In or Out, It's a Referendum They Shout!

In my last post Rosaria Williams asked in her comment, what the disadvantages were for Britain not being in the EU. That is a question that will be dominating UK politics from now until the promised referendum is held -- by 2017 at the latest.

I fervently hope that this country decides to stay part of the European Union. But I can understand why more and more people now have a negative attitude to our membership. First there were the annoying rules from Brussels that seem to most of us to be ridiculous -- from the curves in bananas and cucumbers to how food must be labelled. Why were certain countries allowed to become members when they did not meet the financial criteria that were supposedly required for membership. (France did not meet the financial criteria and it was one of the original members!)
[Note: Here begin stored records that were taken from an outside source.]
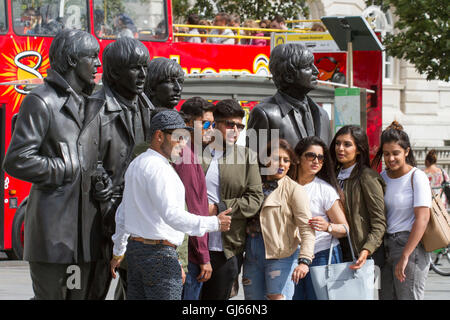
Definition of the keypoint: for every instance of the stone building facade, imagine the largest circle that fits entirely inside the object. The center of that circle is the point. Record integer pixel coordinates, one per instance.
(421, 106)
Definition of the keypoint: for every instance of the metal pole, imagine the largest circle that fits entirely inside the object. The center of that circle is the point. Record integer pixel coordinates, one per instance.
(350, 64)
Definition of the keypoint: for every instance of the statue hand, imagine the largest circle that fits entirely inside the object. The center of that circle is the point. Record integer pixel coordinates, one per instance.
(104, 194)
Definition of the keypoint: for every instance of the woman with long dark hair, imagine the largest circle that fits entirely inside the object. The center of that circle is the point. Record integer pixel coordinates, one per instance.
(363, 190)
(436, 175)
(273, 260)
(315, 172)
(408, 202)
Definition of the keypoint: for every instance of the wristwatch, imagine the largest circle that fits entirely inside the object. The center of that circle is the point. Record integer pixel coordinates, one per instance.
(304, 261)
(330, 228)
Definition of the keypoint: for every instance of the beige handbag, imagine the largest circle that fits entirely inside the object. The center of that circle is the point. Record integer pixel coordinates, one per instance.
(437, 233)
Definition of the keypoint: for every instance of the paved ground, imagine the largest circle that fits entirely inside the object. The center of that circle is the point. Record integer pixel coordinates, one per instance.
(15, 283)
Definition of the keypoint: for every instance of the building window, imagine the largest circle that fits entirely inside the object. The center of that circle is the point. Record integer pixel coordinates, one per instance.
(382, 22)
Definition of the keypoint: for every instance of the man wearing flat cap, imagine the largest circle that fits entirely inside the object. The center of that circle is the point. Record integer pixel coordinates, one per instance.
(151, 220)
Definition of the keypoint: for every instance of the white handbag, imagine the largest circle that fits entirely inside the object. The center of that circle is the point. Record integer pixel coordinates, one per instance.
(339, 282)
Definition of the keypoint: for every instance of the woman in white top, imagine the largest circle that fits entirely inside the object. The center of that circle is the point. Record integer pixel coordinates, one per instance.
(408, 202)
(315, 172)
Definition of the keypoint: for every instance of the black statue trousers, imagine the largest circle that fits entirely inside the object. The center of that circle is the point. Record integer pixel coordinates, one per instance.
(225, 272)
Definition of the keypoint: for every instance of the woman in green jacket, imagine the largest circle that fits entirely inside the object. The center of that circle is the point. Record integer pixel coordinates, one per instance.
(363, 195)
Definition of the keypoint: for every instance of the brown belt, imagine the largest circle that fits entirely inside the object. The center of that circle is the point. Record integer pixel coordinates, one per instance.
(150, 241)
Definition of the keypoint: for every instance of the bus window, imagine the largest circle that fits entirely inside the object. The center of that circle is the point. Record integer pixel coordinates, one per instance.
(141, 19)
(3, 24)
(47, 17)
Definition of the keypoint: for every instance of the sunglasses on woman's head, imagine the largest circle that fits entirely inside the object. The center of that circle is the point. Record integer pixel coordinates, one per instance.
(208, 124)
(311, 156)
(230, 125)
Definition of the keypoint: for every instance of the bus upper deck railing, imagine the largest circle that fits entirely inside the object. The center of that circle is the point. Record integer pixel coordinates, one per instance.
(237, 31)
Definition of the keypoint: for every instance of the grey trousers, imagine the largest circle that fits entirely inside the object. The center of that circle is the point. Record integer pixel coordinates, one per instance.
(54, 281)
(413, 288)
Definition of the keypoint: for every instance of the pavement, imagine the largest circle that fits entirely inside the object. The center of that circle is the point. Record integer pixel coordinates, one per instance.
(15, 283)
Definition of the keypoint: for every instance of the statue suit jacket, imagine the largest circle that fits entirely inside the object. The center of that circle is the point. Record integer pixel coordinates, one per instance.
(277, 113)
(117, 143)
(52, 149)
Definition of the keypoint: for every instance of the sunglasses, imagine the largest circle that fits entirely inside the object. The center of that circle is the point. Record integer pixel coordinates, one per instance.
(231, 124)
(180, 137)
(311, 156)
(208, 124)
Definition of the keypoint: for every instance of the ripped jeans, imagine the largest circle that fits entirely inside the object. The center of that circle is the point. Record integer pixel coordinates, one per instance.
(261, 276)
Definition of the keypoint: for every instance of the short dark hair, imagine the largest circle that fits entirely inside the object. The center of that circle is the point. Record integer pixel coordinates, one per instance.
(122, 53)
(70, 43)
(327, 172)
(287, 59)
(394, 133)
(362, 146)
(159, 70)
(228, 108)
(195, 107)
(284, 145)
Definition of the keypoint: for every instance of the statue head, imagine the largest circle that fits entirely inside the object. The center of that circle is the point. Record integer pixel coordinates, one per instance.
(164, 82)
(293, 69)
(125, 64)
(74, 55)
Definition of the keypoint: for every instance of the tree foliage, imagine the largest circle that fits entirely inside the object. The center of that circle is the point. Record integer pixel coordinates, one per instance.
(247, 9)
(422, 35)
When a country joins the EU they join as an equal member -- with the same rights and privileges as every other member state. And part of the equality is that its citizens are allowed to travel and settle in any other member state. Many people in Britain and in other of the wealthier countries are very unhappy with number of immigrants that are now here quite legally -- because there is work and because there have been very generous benefits given by the State.

The Man and I have several Polish friends who have very freely admitted that the reason they have come to Britain is because "of the benefits"! But now that they are losing many of those benefits, they are busy getting themselves second and third jobs -- jobs that are all low paying -- wives are no longer staying at home, teenagers are finding work after school and on weekends. Every foreign worker that I have met is contributing to the economy, many with jobs that no Brit can be found to do.

Two of my sons have had jobs in the EU -- one now in Italy and the other a few summers ago, in France. The Man and I can visit our vacation home in France as often and for as long as we like. We can travel throughout the EU freely, buy goods and bring them home pretty much without restriction. We even have a medical card which gives us the right to receive the same care as each state provides its own citizens.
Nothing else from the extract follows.